DANGEROUS PILGRIMAGES

Trans-Atlantic Mythologies and the Novel

by Malcolm Bradbury

Pub Date: Aug. 1st, 1996
ISBN: 0-670-86625-3
Publisher: Viking

In another of his able (if not overly inspired) surveys, Bradbury (The Modern American Novel, 1983, etc.) traces the ``flourishing traffic in fancy, fiction, dream, and myth'' between the old world and the new. Ranging from Washington Irving and Charles Dickens to Evelyn Waugh and Martin Amis, Bradbury attempts to reveal, as reflected in European (primarily British) and American fiction, ``the barter of myths and illusions,'' the ways in which writers on opposite sides of the Atlantic have imagined (and influenced) each other's societies. He points out that the fantasies that each have nursed of the other have often had a profound impact and have sometimes led to disillusion.

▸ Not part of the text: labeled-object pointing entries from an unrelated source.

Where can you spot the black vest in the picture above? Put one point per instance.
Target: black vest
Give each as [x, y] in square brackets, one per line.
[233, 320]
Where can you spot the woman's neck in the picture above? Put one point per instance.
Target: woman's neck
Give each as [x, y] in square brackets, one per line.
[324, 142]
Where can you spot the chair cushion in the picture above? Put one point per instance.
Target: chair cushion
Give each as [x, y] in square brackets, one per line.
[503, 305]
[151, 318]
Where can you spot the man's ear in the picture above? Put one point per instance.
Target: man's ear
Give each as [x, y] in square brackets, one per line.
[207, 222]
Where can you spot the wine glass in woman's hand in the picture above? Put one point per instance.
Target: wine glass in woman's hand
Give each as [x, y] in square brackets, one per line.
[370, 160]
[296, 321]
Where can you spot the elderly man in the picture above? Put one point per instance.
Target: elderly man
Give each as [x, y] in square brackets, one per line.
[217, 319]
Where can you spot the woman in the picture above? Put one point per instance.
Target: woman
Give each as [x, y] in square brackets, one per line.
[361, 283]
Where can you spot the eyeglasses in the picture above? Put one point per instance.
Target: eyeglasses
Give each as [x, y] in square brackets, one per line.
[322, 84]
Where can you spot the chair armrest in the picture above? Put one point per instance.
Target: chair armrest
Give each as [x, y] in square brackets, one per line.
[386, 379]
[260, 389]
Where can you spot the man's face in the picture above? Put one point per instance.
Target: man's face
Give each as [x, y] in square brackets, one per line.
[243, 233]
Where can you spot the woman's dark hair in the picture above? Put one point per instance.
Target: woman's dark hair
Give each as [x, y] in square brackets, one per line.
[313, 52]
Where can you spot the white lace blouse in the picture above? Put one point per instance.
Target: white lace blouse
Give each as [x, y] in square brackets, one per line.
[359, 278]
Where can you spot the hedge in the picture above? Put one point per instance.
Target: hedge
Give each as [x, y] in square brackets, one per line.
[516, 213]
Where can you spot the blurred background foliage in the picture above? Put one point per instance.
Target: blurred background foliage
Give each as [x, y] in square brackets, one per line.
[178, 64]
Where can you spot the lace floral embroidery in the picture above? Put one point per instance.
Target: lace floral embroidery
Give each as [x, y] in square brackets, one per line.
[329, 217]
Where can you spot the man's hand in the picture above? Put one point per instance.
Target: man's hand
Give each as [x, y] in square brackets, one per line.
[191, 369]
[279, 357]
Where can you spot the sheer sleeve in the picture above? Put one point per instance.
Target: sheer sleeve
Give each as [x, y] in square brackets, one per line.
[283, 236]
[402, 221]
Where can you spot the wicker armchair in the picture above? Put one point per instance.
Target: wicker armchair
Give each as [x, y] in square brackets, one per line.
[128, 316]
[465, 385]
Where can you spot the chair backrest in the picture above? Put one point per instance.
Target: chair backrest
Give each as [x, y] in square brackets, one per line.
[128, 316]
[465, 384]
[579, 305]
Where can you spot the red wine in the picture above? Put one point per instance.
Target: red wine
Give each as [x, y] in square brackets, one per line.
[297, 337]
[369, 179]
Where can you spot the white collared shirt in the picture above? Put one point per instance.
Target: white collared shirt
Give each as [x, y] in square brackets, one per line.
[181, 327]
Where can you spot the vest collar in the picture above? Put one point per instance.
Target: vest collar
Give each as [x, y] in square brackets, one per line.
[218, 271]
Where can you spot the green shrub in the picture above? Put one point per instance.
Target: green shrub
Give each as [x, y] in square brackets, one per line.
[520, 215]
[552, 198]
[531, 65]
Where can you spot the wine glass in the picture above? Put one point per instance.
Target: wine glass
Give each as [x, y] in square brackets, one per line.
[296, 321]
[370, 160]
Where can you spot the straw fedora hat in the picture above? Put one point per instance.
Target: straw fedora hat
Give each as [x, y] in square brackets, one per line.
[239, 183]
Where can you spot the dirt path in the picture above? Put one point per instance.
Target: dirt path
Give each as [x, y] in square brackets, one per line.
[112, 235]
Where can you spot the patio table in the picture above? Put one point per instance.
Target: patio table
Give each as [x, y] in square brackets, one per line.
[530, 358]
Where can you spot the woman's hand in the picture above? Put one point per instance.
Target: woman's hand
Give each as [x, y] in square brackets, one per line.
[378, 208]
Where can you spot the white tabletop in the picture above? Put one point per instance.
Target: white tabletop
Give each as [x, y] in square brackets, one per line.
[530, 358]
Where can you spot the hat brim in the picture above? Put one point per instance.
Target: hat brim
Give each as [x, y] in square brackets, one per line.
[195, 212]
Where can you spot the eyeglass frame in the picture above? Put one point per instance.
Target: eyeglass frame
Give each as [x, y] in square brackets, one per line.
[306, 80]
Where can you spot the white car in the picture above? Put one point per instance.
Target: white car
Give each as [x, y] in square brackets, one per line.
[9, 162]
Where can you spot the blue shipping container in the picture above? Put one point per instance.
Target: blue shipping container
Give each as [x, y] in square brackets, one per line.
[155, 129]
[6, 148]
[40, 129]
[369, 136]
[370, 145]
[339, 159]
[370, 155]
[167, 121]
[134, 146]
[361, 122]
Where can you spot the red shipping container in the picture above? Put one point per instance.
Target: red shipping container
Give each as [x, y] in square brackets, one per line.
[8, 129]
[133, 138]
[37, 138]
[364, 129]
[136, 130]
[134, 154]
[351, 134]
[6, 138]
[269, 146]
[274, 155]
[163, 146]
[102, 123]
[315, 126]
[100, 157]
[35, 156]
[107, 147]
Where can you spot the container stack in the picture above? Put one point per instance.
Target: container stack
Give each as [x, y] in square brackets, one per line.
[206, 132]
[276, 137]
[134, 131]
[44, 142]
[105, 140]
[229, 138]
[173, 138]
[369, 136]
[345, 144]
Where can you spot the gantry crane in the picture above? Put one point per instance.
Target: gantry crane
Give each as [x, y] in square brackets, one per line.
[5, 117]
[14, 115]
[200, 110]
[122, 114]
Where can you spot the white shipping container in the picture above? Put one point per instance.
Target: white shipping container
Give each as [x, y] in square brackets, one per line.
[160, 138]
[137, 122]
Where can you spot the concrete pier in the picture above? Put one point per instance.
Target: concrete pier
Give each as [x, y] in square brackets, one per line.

The protagonist of Herman Melville's novel Redburn goes to England and discovers that the idyllic travel guides he's read have little to do with reality. Such works, Melville writes, ``are the least reliable books in all literature; and nearly all literature, in one sense, is made up of guide- books.'' Bradbury considers Chateaubriand's Indian romance Atala, Washington Irving's History of New York and Sketchbook of Geoffrey Crayon, Dickens's Martin Chuzzlewit, Hawthorne's The Marble Faun, and the works of Henry James, Oscar Wilde, and Mark Twain, among others, as he plots the ways in which ideas of American ``innocence'' and European ``civilization'' have clashed, flourished, and intermingled. Toward the end he flags a bit, giving perfunctory summaries of the Lost Generation and Modernism, but the narrative revives in his discussion of the the perennially new America imagined by the French critics Jacques Derrida and Jean Baudrillard. Bradbury suspects that, despite the emergence of a new ``Euro-identity,'' and despite America's growing interest in the Pacific Rim, the great fictions that Europe and America share, and which are ``part of our essential record of human understanding,'' will retain their power. Bradbury necessarily skimps here and there, but he digests, summarizes, and critiques enough to make this into a readable, useful, original guide.